Revista Literatura

Rendir servicio

Publicado el 05 febrero 2016 por Leon

En un desierto extenso y cálido vivía un Fenec acostumbrado a las duras condiciones de aquel océano de arena. El desierto era su forma de vida, allí tenía su casa, una madriguera situada en una extensa duna de arena.
Solía pasearse por los poblados colindantes cuando la monotonía del desierto le aburría y, en una de estas visitas escuchó que uno de sus habitantes tenía un problema: una cría de elefante.
- Está muy enferma - dijo un Surikato amigo de la familia – Yo no puedo hacer nada más, pero conozco de alguien que sí podría salvarla: Es un Ñu que vive en el poblado Sur, al otro lado del desierto. Necesitamos que alguien le avise para que venga enseguida.
- ¿Cómo vamos a atravesar el desierto ahora, si está oscureciendo? – dijo la elefanta, realmente preocupada – Nos perderíamos. Y si no alcanzamos el poblado a tiempo, podríamos morir en el intento. Nunca lo conseguiremos.
- Yo iré a buscar al Ñu – les dijo el Feneq acercándose a ellos – Estoy acostumbrado a recorrer el desierto por la noche, y también si las condiciones son las peores.
- Muchas gracias, te estaremos siempre agradecidos – le contestaron los elefantes.
Y así partió el Fenek, con paso ligero, golpe a golpe sin descanso, sin aminorar su marcha, por dunas y pedregales, caminando hasta el poblado del Sur bajo las duras condiciones del desierto.
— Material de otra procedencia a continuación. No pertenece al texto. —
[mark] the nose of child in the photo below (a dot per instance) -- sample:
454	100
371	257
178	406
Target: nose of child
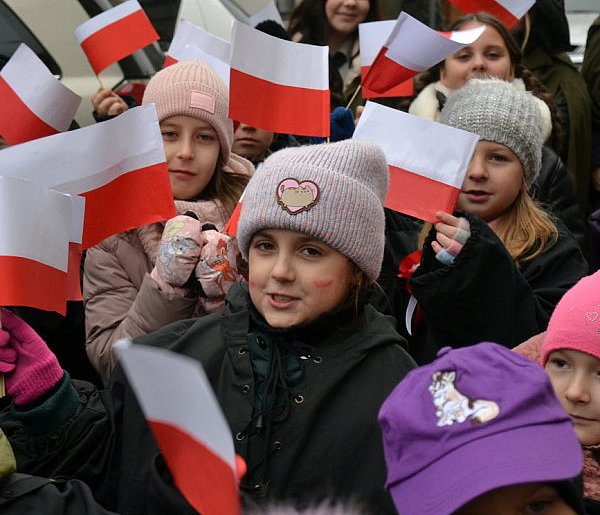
186	149
477	171
282	270
478	63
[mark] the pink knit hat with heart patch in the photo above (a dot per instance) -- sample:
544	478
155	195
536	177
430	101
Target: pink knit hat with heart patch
333	192
575	322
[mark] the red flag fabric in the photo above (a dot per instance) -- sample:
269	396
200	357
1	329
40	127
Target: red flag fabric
33	103
34	245
118	166
188	425
231	225
115	34
427	160
507	11
278	85
412	47
372	35
191	42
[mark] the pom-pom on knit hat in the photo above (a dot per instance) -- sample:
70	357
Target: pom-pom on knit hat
333	192
575	321
192	88
497	111
476	419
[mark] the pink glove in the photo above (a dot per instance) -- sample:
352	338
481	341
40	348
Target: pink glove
178	253
217	269
36	369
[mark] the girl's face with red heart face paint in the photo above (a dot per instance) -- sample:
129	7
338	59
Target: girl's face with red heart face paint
294	277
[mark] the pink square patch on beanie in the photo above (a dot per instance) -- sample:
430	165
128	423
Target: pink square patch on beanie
203	101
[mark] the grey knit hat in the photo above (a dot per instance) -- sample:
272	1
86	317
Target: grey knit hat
193	88
496	111
332	191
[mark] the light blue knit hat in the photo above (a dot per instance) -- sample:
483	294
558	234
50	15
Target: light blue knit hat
332	191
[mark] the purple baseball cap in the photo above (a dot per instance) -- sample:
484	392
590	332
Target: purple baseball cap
476	419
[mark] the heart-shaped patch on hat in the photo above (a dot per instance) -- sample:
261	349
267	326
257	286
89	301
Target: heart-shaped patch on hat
295	196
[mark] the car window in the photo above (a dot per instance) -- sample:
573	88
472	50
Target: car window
13	32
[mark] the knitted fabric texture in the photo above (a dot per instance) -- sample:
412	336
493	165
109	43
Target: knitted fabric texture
575	322
333	192
498	112
192	88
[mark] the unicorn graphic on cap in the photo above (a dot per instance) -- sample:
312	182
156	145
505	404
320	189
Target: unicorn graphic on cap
453	406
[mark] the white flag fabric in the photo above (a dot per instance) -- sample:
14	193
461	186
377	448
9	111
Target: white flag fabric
188	424
191	42
119	166
427	160
33	103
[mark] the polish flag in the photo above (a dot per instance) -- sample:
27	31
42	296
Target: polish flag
115	34
372	36
278	85
508	12
427	160
188	425
411	48
231	226
119	167
191	43
33	103
34	244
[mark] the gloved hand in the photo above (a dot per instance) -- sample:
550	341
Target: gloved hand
342	124
31	370
452	233
178	253
217	268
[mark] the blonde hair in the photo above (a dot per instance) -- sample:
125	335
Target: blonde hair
526	230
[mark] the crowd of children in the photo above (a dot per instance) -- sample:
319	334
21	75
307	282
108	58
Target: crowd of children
342	339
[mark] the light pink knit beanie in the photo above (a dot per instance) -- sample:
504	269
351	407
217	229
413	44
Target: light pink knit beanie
192	88
575	322
333	192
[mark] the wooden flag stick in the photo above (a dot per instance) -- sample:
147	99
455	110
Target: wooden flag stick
353	96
Allí pudo avisar del problema de los elefantes, y ayudó al Ñu a llegar hasta ellos, para que pudiera salvar a su cría.
De regreso a su hogar fue pensando en lo que había hecho, y lo que más le llamó la atención de aquella historia no era que hubiese realizado una buena acción, sino lo poco que le había costado hacer feliz a los demás.